Uno de los ideólogos de la “departamentalización” fue el señor Juan Carlos Urenda y luego salió diciendo que gracias a la toma de instituciones se había perdido la autonomía. No es justo que una persona que fue parte de la planificación luego haga responsable a la juventud que salió a las calles de la pérdida de la autonomía. No estuve en esa reunión, pero sé que estuvo el doctor Urenda como uno de los ideólogos.

—¿Cuál era el siguiente paso después de las tomas?

—Nos llaman a una reunión en el Comité pro Santa Cruz, que era un lugar neutro. El señor Branko Marinkovic no presidió esa reunión, la Prefectura eligió ese lugar para reunirse con los activistas. Ahí estaba Cayo Flores, estaba la señora Mérida Torre, el señor “Chiqui” Martínez, estaban los presidentes de las barras de Oriente Petrolero y Blooming, el Colegio de Médicos, un grupo de la Caja Petrolera, había bastante gente representativa, que está en la lucha. Al frente nuestro estaba el señor Carlos Dabdoub, Vladimir Peña y el señor “Ñeco” Aguilera. Hicimos un pacto, pero lamentablemente tuvimos maricones al frente. Ahí se acordó que se iba a hacer auditoría de las instituciones que habían sido “departamentalizadas”. También poner directorios en las instituciones con la gente más capacitada. El sueño era muy hermoso, incluso el directorio de la Caja Petrolera ya estaba conformado por la necesidad de un hospital. El señor Roly Aguilera iba a hacer las auditorías esa misma tarde. Sin embargo, al otro día las devuelven con pretextos, fue todo negociado.

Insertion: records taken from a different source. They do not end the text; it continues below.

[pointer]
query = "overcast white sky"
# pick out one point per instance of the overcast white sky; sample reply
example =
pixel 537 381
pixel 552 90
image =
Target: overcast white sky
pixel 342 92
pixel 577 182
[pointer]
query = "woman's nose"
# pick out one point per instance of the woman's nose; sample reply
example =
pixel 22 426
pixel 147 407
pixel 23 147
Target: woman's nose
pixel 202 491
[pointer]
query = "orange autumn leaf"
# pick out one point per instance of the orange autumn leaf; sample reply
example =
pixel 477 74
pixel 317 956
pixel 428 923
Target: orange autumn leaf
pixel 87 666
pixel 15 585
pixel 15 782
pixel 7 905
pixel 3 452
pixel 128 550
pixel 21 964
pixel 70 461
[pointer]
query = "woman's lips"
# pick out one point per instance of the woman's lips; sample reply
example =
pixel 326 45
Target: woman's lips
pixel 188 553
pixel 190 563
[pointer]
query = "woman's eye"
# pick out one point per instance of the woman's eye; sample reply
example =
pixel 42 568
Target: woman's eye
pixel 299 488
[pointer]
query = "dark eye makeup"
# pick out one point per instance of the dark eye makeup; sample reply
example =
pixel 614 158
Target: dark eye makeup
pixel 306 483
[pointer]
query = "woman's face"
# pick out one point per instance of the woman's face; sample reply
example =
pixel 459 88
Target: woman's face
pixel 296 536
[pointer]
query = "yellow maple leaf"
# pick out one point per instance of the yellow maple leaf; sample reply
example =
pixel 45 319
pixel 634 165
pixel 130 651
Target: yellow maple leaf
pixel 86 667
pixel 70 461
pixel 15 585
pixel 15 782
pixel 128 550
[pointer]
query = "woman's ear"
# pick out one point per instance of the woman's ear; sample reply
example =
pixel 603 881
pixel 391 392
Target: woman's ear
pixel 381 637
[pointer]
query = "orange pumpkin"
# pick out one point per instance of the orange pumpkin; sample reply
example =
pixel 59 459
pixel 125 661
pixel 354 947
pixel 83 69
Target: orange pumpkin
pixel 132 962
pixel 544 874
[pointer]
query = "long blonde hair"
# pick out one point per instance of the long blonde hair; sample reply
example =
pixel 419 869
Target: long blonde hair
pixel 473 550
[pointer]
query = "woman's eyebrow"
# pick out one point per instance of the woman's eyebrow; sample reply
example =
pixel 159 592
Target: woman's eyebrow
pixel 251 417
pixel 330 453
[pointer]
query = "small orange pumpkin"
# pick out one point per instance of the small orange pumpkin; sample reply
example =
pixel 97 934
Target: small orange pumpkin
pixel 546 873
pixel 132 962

—¿Hasta dónde llegaba este pacto? ¿Se habló de independencia?

—No, siempre se habló de autonomía y sólo faltaba un poco.

—¿El movimiento autonómico llegó a contratar al señor Eduardo Rózsa Flores?

—Nunca lo conocí, no sé nada. Me da mucha pena la manera en que murió, pero jamás lo había visto. Sí reconocí a Juan Carlos Gueder Bruno, creo que era simpatizante de la Unión Juvenil Cruceñista (UJC).

A mi esposo lo quisieron vincular con una foto pero eso fue un ridículo del Ministro del Facebook.

—¿Cuál es el estado del movimiento autonomista ?

—Creo que la esperanza de la autonomía permanece viva. Santa Cruz está lista para la autonomía departamental que votamos. Vamos a seguir, ni Evo ni Costas van a lograr que nos callemos.